# Model Clustering

### Model: Sklearn Latent Dirichlet Allocation (LDA)

In [None]:
# I will use Latent Dirichlet Allocation (LDA) for clustering.
# The goal is to reduce the 23 game categories (genres) to meaningful clusters.
# LDA will analyze the textual data (features, description, genre) to identify hidden topics,
# which will serve as the main clusters for these game genres ('category').

In [None]:
# Imports

import re
import spacy
# import nltk
import pyLDAvis.lda_model

import numpy as np
import pandas as pd
import matplotlib.pyplot as plt

from nltk.corpus import stopwords
from matplotlib.colors import ListedColormap

from sklearn.manifold import TSNE
from sklearn.feature_extraction.text import CountVectorizer
from sklearn.decomposition import LatentDirichletAllocation

In [None]:
# Reset to show all rows

pd.reset_option('display.max_rows')

### Load and Set up Game Data

In [None]:
lda_df = pd.read_csv('../data/meta_cleaned.csv')

lda_df.sample()

In [None]:
# Combine columns into a single text field for LDA

lda_df = lda_df[['parent_asin', 'features', 'description', 'category']]

lda_df['lda_text'] = lda_df['features'] + ' ' + lda_df['description'] + ' ' + lda_df['category']

lda_df.sample()

In [None]:
print(lda_df.iloc[2351]['features'], '\n')
print(lda_df.iloc[2351]['description'], '\n')
print(lda_df.iloc[2351]['category'], '\n')
print('LDA STRING >>>', lda_df.iloc[2351]['lda_text'])

In [None]:
# Keep only the concatenated column for LDA input

lda_df = lda_df[['parent_asin', 'lda_text']]

print(lda_df.sample()['lda_text'].iloc[0])

lda_df.sample()

### Data Preparation

In [None]:
# Lowercase Conversion

lda_df['lda_text'] = lda_df['lda_text'].str.lower()

print(lda_df.sample()['lda_text'].iloc[0])

In [None]:
# Remove punctuation, numbers, special characters, symbols, etc.

def keep_only_text(text):
    cleaned_text = re.sub(r'[^a-z\s]', '', text)
    cleaned_text = re.sub(r'\s+', ' ', cleaned_text)  # Spaces
    return cleaned_text

lda_df['lda_text'] = lda_df['lda_text'].apply(keep_only_text)

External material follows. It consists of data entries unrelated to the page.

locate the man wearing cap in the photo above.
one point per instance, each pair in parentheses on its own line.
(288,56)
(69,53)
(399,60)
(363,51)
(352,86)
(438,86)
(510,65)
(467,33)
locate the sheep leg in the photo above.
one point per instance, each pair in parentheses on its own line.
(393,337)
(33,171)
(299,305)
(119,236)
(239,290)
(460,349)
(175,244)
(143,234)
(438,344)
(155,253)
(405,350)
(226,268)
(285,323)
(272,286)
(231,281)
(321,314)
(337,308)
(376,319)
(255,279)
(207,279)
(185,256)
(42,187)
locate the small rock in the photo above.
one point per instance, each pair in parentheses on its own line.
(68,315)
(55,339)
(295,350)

print(lda_df.iloc[2351]['lda_text'])

In [None]:
# Apply Lemmatization using SpaCy

# Load english model
nlp = spacy.load('en_core_web_sm')

def lemmatize_text(text):
    doc = nlp(text)
    return ' '.join([token.lemma_ for token in doc])

lda_df['lda_text'] = lda_df['lda_text'].apply(lemmatize_text)

print(lda_df.iloc[2351]['lda_text'])

In [None]:
# Remove Stopwords using NLTK

# nltk.download('stopwords')

# Load stopword list
stop_words = set(stopwords.words('english'))

# Add custom stopwords
custom_stopwords = ['game', 'new', 'player', 'play', 'include', 'world', 'one', 'take', 
                    'feature', 'mode', 'use', 'und', 'die', 'sie', 'der', 'experience', 
                    'original', 'nintendo', 'switch', 'lego', 'character', 'gameplay', 
                    'get', 'edition', 'set', 'unique', 'nba', 'make', 'super', 'time', 
                    'ultimate', 'epic', 'system', 'version', 'call', 'good', 'friend', 
                    'like', 'create', 'way', 'content', 'year', 'fun', 'series', 'first', 
                    'creed', 'wwe', 'duty', 'resident', 'assassin', 'dragon', 'pack', 
                    'street', 'fighter', 'classic', 'three', 'gb', 'move']

stop_words.update(custom_stopwords)

def remove_stopwords(text):
    tokens = text.split()
    filtered_tokens = [word for word in tokens if word not in stop_words]
    return ' '.join(filtered_tokens)

lda_df['lda_text'] = lda_df['lda_text'].apply(remove_stopwords)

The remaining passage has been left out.